Beavers had felled the trees, a few trees anyway, sweetgum and tupelo, and built dams and houses as big as igloos, or tepees; and they swam in and out, the size of collies.
Turkey buzzards floated above the swamp like prayers and admired their own reflections in the water. Blue herons and cranes and snowy egrets stood on long legs and ate snakes and minnows in the shallows. Cottonmouth moccasins hung in the willow branches, turtles sat on the logs, alligators lounged in their big nests, which smelled of sugarcane and sorghum and rice and fish. Rats the size of yellow dogs clung to the bark of trees by their toenails and yapped like puppies and then dropped into the water and held their noses up above the flood and swam to high ground where they sat and howled at the moon by night.

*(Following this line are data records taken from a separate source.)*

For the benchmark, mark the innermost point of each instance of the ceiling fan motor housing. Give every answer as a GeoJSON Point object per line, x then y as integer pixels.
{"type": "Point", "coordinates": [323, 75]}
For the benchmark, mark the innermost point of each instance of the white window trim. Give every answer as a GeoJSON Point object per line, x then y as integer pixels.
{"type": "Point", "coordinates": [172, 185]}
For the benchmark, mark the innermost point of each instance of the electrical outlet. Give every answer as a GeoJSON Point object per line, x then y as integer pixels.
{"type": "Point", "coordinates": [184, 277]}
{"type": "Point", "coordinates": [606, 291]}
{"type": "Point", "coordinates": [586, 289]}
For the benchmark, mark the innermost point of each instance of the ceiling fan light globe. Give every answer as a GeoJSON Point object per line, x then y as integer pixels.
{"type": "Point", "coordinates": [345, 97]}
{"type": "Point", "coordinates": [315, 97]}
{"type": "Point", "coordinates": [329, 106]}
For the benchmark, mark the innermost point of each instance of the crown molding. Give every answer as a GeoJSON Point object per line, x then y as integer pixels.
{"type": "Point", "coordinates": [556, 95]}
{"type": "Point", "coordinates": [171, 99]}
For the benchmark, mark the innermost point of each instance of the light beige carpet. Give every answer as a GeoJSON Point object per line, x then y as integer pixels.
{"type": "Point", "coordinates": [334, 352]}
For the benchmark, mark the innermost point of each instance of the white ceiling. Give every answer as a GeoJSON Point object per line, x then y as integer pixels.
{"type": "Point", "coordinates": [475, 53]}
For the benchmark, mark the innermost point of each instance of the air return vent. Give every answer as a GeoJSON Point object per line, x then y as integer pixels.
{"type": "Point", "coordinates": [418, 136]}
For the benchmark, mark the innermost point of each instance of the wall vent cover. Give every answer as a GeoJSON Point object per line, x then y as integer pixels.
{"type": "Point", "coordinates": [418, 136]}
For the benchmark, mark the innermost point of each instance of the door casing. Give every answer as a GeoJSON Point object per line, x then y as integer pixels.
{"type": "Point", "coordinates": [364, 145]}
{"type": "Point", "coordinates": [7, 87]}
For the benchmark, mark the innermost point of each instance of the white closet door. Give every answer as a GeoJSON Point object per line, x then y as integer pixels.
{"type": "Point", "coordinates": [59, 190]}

Somehow dolphins, porpoises, whatever they were, had made their way up here to the Delta, to this vast water, all the way from the Gulf of Mexico—who knows how, or why, up rivers and canals, to this inland sea—and they swam and bred and gave birth and fed upon the million carp and mullet and the other bony fish that populated the swamp. Minerals in the fresh water made it somehow fit habitation for these sea creatures, no one understood quite how. Scientists were forever arriving here from Jackson and Biloxi, with water-testing equipment; maybe they knew.
Mr. Raney named the porpoises—Sister Woman, and Renford, and Lamar, and St. Elmo—and could recognize them, and call each by its name, even at night, six feet long some of them, with a million sharp teeth and a naughty grin. Often when he floated past in the boat and watched their playful wheeling, in and out among the cypress knees, he called out to them, “Lamar, we are all alone in the world!” or “Renford, cork is an export product of India!”
The echo of his voice across the wide water of the bayou was like a heartbreaking song, a music of the swamp.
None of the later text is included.